I have recently started using Nintendulator to assist in debugging my emulator, but out of nowhere it started running really fast (170fps) instead of 60fps. I cannot see what might be causing this issue. I have tried completely deleting all the files and then unzipping them again, but I run into the same issues. If I choose 1/2 speed or something similar, it behaves as you'd expect by running at half speed, but as soon as I try and return to normal speed, it jumps back up to 170fps.
I am using the latest stable version of Nintendulator 0.970.
Any help would be appreciated.
It does that if you disable sound.
Did you disable sound perhaps? (Ctrl+s)
Nintendulator moves way too fast on my computer when I do this.
edit: ninja'd
thefox wrote:
It does that if you disable sound.
Wow. Thanks. Who would have known?!
Is there any reasoning for this?
I actually once sent Quietust email about this and he said it was "by design"... it's still pretty stupid and makes the whole option of disabling sound almost useless. Fortunately Windows Vista and Windows 7 has separate audio volume controls for each application.
Timers on a PC tend to be inaccurate, achieving exact timing is hard.
However, a sound card is usually the most accurate timer available. This is because your ears notice differences more than your eyes. If it drifted as much as other timers things would sound too fast or too slow.
Rendering a frame of sound and playing it back is an easy way to achieve accurate timing and avoid choppy sound.
Disabling sound playback would mean the program finishes playing sounds immediately. It would render the next frame immediately, instead of waiting.
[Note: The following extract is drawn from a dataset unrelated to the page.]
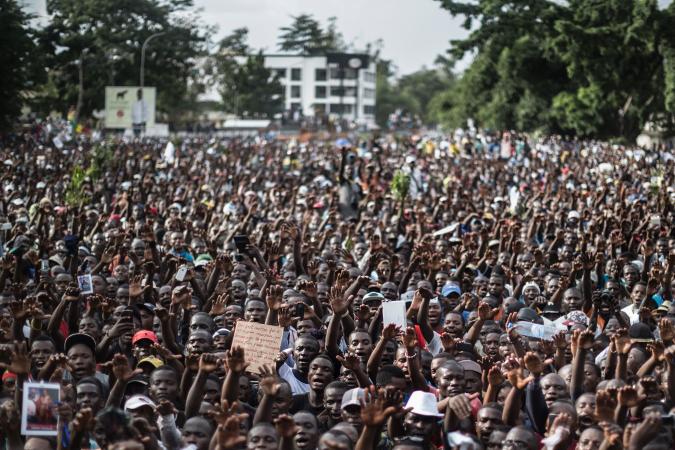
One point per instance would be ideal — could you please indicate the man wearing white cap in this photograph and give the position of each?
(422, 421)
I have no idea if this is the case here, but that would be my guess.
Hamburgler wrote:
Disabling sound playback would mean the program finishes playing sounds immediately. It would render the next frame immediately, instead of waiting.
Then why can't it switch to waiting for PC vertical blank, doing some sort of Bresenham state machine to compensate for (say) a 75 Hz PC emulating a 50 Hz NES, instead of waiting for the empty audio buffer?
Because everyone uses different refresh rates?
EDIT: You modified your post to include the bresenham idea. It could work I guess.
Because implementing a separate timing system just so you could disable audio wasn't worth the work? It'd be simpler to just send silence to the sound card than implement that.
The biggest reason to use audio for timing is that if you use video for timing, then audio will have buffer over/underruns. You can only have one master timebase.
Hamburgler wrote:
However, a sound card is usually the most accurate timer available.
Hardly. Multiple clock timers exist on x86 architecture, and all have variance in their accuracy. ACPI, HPET, i8254, and TSC are four common ones which I can name, in order of preference/accurancy. HPET should be more than sufficient under Windows.
How do you interface with these under Windows? I've no idea, but I'm absolutely certain there's Win32 calls for setting up such.